An Internet Security Assessment is about understanding the risks that your company faces from being connected to the Internet. It is important to effectively decide how to spend time, money and human resources on information security. In this way the security expenditure can be requirement driven, not technology driven. In other words, we implement controls because we know that they're needed, not just because the technology is available.

Security audits involve a set of periodic, pro-active compliance and assurance activities that help assess the security of the IT infrastructure of your organization. They encompass security architecture, policy and vulnerability assessment.

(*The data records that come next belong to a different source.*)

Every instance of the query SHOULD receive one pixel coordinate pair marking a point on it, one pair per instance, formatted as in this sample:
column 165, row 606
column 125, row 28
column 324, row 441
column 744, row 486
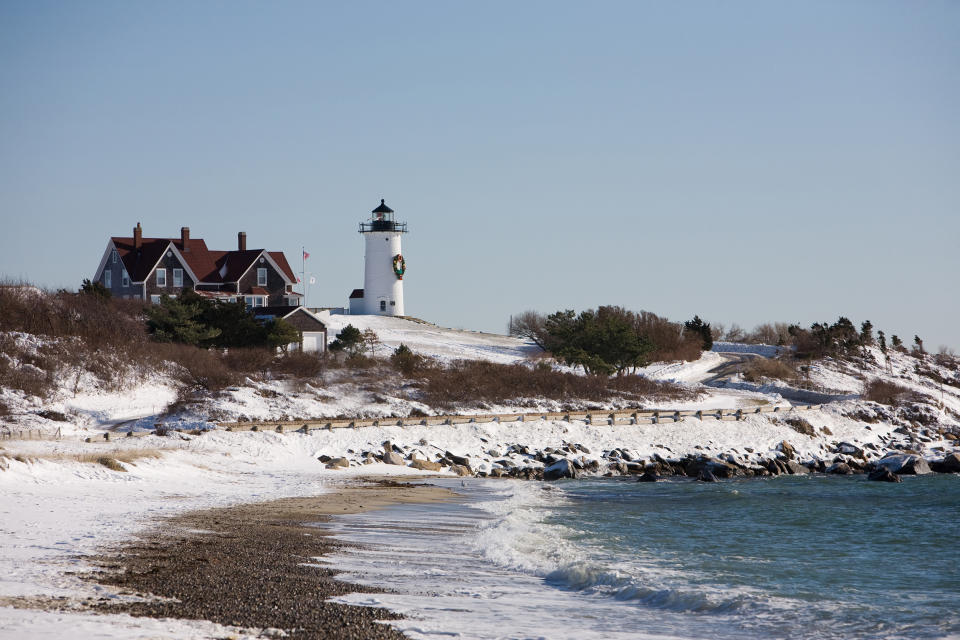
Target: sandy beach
column 253, row 565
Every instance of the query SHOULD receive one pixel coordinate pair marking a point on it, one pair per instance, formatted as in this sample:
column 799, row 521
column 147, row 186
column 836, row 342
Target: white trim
column 276, row 267
column 103, row 260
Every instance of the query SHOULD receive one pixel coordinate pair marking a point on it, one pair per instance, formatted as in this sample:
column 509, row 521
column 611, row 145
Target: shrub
column 249, row 360
column 406, row 361
column 300, row 364
column 800, row 425
column 468, row 381
column 111, row 463
column 883, row 392
column 759, row 368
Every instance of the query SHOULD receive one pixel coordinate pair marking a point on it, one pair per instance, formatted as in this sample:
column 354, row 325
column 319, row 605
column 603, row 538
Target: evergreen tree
column 282, row 334
column 180, row 320
column 347, row 340
column 701, row 328
column 95, row 289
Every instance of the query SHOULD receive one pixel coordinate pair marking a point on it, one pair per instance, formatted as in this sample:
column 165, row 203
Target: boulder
column 425, row 465
column 560, row 469
column 787, row 449
column 949, row 464
column 391, row 457
column 796, row 468
column 904, row 464
column 461, row 460
column 882, row 474
column 849, row 449
column 840, row 469
column 461, row 470
column 338, row 463
column 706, row 476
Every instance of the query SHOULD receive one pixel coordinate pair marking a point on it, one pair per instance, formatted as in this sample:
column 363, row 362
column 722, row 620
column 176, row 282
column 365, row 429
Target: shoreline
column 251, row 565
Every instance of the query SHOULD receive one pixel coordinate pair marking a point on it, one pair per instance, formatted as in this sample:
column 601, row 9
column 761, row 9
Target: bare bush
column 758, row 369
column 883, row 392
column 470, row 382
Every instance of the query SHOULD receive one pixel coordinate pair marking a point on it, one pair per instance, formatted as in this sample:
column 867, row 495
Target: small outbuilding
column 313, row 331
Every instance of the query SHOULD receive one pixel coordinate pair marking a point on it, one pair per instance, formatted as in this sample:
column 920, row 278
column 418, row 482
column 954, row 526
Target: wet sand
column 254, row 565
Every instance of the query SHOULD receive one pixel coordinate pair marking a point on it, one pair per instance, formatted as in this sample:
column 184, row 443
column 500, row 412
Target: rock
column 391, row 457
column 560, row 469
column 949, row 464
column 694, row 466
column 455, row 459
column 425, row 465
column 882, row 474
column 787, row 449
column 796, row 468
column 706, row 476
column 904, row 464
column 338, row 463
column 840, row 469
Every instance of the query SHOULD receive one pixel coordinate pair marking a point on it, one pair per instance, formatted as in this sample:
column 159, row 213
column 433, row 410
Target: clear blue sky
column 744, row 161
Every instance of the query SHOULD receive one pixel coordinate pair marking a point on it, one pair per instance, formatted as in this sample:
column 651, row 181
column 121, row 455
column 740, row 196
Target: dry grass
column 759, row 369
column 471, row 382
column 883, row 392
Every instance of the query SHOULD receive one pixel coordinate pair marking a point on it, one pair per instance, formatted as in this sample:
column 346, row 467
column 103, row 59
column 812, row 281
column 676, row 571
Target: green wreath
column 399, row 266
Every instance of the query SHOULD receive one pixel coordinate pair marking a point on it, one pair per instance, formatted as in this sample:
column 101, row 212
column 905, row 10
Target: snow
column 58, row 507
column 430, row 340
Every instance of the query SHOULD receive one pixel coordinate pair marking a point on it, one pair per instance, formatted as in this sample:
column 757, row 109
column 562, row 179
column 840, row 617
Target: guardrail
column 622, row 416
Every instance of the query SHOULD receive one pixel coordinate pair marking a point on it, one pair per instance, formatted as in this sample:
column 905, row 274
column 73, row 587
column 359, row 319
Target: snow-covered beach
column 85, row 485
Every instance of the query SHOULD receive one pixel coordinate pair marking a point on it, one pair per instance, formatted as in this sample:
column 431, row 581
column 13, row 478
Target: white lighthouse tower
column 384, row 264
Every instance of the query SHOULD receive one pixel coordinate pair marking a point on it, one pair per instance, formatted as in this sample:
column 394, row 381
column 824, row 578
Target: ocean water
column 787, row 557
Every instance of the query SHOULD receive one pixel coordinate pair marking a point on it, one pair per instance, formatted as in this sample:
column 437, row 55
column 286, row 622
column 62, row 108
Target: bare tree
column 530, row 325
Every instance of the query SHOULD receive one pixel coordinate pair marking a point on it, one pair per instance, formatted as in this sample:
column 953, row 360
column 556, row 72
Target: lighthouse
column 384, row 265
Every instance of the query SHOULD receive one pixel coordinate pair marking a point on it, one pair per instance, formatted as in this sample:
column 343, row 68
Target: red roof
column 206, row 264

Security Architecture Audit Service

An audit of this nature is typically carried out at the enterprise IT organization level and its objective is to assess the IT infrastructure in the context of security and availability. The elements covered in this service are:

Network devices like firewalls, Intrusion detection systems, VPN etc

Disaster recovery infrastructure and processes

Contingency plan and processes

Deliverables:

Analysis of gaps in

Existing IT network infrastructure

Existing disaster recovery plan and processes

Existing contingency plan and processes

Security Policy and Control Audit Service

An audit of this nature is carried out to assess:

The gap between the articulated Security policy of an organization vis-à-vis standards like BS7799, SANS

The gap between the articulated Security policy of an organization vis-à-vis the actual deployment of the same

Deliverables:

Analysis of the gaps in the security policy vis-à-vis standards like BS7799, SANS etc.

Severity of risk

Recommendations to plug the gaps

Action plan to plug the gaps

Vulnerability Assessment Service

This assessment service determines the nature of security vulnerabilities which exist on the network as well as hosts, and methods of mitigation. The vulnerability assessment covers network equipment like routers, switches, firewalls etc. and Operating systems like Windows NT, Solaris and Linux. This activity is usually performed by executing tool-based scans on network and hosts within the client's internal network. IMaRC will also provide an External Penetration testing Service. The objective is to assess the security posture of Critical Internet facing equipment. This activity is usually performed by executing tool-based scans on network and hosts that are visible on the Internet.

Deliverables:

Vulnerabilities on each network device and host.

Recommendations to identify the right safeguards plus findings and specific recommendations for each system.